Broca’s Brain – Carl Sagan (signed)

S$450.00

Broca’s Brain – Carl Sagan (signed)

S$450.00

A rare copy signed by eminent scientist Carl Sagan. 

Title: Broca’s Brain

Author: Carl Sagan

Publisher: Random House, New York. Most likely 5th printing.

Condition: Hardcover, with price-clipped dust jacket. Very good. Small tears to dust jacket. Top edge slightly tanned. Slight signs of wear to book. 347pp., app 9″ by 6″.
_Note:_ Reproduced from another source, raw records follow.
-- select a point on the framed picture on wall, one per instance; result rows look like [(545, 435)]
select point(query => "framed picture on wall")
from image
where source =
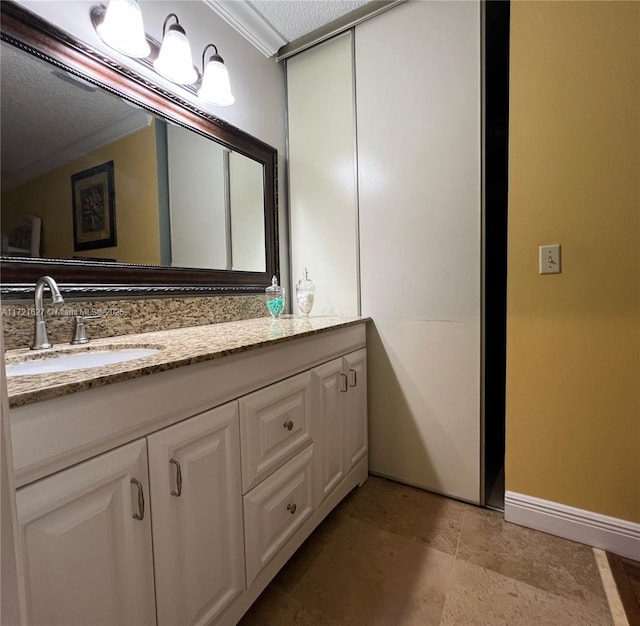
[(94, 210)]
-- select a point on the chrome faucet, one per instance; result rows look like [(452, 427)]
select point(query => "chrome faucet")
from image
[(40, 339)]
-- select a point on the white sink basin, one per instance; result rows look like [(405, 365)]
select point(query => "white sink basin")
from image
[(50, 363)]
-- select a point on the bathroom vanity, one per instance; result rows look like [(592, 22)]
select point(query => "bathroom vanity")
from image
[(172, 488)]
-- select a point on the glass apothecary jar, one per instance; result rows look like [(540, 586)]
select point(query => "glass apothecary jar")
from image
[(275, 298), (305, 294)]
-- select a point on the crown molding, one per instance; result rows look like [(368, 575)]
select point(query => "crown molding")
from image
[(241, 16)]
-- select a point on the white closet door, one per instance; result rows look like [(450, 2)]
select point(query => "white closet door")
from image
[(322, 174), (419, 129)]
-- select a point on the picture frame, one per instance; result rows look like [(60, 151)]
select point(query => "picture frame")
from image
[(94, 211)]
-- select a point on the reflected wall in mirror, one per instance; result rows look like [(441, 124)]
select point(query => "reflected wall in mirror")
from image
[(194, 197)]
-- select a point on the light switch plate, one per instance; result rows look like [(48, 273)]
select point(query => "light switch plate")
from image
[(550, 259)]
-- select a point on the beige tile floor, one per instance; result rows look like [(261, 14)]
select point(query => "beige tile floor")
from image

About the book (from Wikipedia):

Broca’s Brain: Reflections on the Romance of Science is a 1979 book by astrophysicist Carl Sagan. Its chapters were originally articles published between 1974 and 1979 in various magazines, including The Atlantic Monthly, The New Republic, Physics Today, Playboy and Scientific American. In the introduction, Sagan wrote:

As long as there have been human beings, we have posed the deep and fundamental questions…If we don’t destroy ourselves, most of us will be around for the answers… By far the most exciting, satisfying and exhilarating time to be alive is the time in which we pass from ignorance to knowledge on these fundamental issues.

— p. xiii

A major part of the book is devoted to debunking “paradoxers” who either live at the edge of science or are outright charlatans. An example of this is the controversy surrounding Immanuel Velikovsky’s ideas presented in the book Worlds in Collision. Another large part of the book discusses naming conventions for the members of our solar system and their physical features. Sagan also discusses Science fiction at some length. Here, he mentions Robert A. Heinlein as being one of his favorite science fiction authors in his childhood. Near death experiences and their cultural ambiguity is another topic of the essays. Sagan also criticizes ideas developed in Robert K. G. Temple’s book The Sirius Mystery, published three years earlier in 1975.

In the final section of the book, “Ultimate Questions.” Sagan writes:

…My deeply held belief is that if a god of anything like the traditional sort exists, our curiosity and intelligence were provided by such a god…on the other hand if such a god does not exist then our curiosity and intelligence are the essential tools for survival. In either case the enterprise of knowledge is essential for the welfare of the human species.